星の王子さまの物語を初めて読んだのは、たぶん中学生のとき。
その後ずいぶん経ってから英語版で数回読んだ。
あの挿絵のかわいらしさと本の中の王子様の無邪気さにも関わらず、端々に考えさせられる発言や出来事があり、読むたびに新しい発見がある、大好きな物語だ。
One sees clearly only with the heart. Anything essential is invisible to the eyes.
引用元:The little Prince written by Antoine de Saint-Exupéry
物事は心でしかよく見えない。大切なものは目には見えないんだ。
これは、物語のキーとなるフレーズだ。
星の王子さまミュージアムの展示の説明で、作家のサン=テグジュペリがこのフレーズを書くきっかけとなった原体験があったことを、今回初めて知った。
それは衝撃的な体験だった。
サン=テグジュペリには2歳下の弟がいた。とても仲が良かった。
15歳の弟はリウマチを患っていた。
サン=テグジュペリが弟の枕元に腰かけていたあるとき、弟に発作が起きた。サン=テグジュペリはどうしたら良いかと慌てたが、弟は彼を制し、そして発作が治まったあと、こう言ったという。

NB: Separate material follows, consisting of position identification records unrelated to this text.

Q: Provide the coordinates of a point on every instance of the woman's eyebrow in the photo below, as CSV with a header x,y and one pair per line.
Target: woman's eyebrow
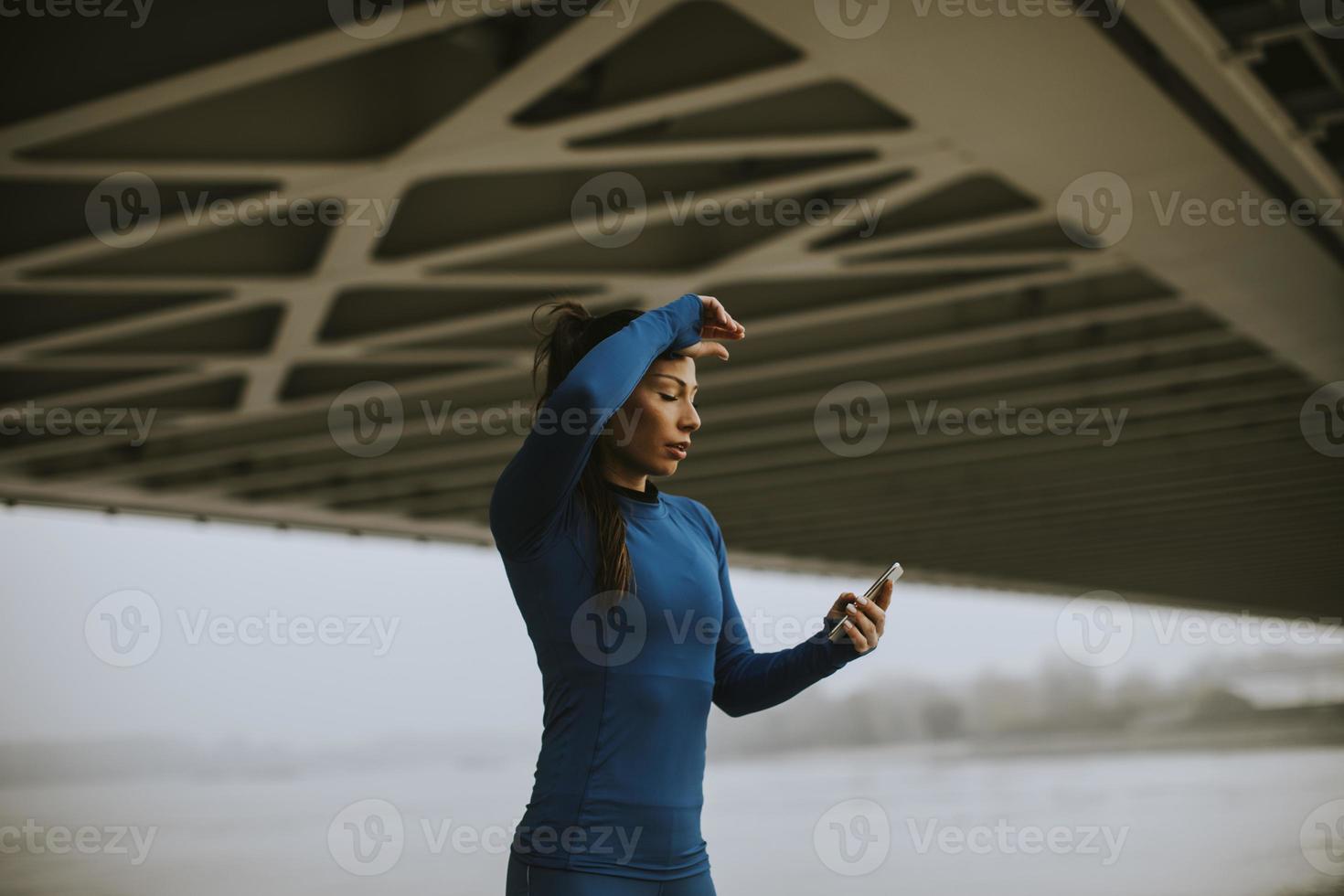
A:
x,y
679,380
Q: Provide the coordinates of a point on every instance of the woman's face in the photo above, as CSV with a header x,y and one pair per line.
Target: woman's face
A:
x,y
659,414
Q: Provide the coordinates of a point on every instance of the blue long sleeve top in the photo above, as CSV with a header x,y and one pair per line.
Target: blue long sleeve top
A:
x,y
618,782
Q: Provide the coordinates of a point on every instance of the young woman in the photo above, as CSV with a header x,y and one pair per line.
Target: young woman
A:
x,y
625,594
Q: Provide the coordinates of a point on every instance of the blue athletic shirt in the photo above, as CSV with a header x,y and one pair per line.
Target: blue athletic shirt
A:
x,y
618,782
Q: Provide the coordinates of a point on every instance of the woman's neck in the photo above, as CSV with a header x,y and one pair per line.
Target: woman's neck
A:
x,y
636,483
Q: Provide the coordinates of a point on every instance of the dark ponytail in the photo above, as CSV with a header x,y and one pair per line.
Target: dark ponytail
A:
x,y
571,335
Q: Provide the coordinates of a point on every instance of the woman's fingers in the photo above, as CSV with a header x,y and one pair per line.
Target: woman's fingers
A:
x,y
883,597
857,637
863,618
705,349
717,323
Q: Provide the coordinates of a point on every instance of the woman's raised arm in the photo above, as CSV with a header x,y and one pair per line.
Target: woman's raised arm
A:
x,y
538,481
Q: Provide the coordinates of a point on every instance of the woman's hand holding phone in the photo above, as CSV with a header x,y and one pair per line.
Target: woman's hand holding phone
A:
x,y
864,618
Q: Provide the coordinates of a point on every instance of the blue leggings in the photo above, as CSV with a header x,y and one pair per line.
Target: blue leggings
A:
x,y
529,880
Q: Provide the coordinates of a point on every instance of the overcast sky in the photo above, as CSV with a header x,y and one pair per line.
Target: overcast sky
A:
x,y
457,660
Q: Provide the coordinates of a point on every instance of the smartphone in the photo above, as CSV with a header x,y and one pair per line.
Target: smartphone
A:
x,y
892,572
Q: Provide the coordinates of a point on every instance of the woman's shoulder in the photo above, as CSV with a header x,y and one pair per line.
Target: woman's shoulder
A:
x,y
695,512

Don’t worry. I’m all right. I can’t help it. It’s my body.
引用元:Antoine de Saint-Exupéry from Wikipedia
心配しないで。ぼくは大丈夫。体がしていることだから、自分ではどうすることができないだけなんだ。
精神と肉体とは別物なんだ、と言いたかったのだろう。
その言葉を発したその日のうちに、弟は亡くなった。
弟が亡くなったあと、あらためてこの言葉を解釈してみる。
”悲しまないで。僕はここにいるよ。大切なものは目に見えないんだ。”
15歳にして達観していた弟。
そして、自分もまだ17歳の若さで大切な弟を見送ったたサン=テグジュペリ。
その経験があったからこそ、誰もが心を打つ言葉をこうして残すことができたに違いない。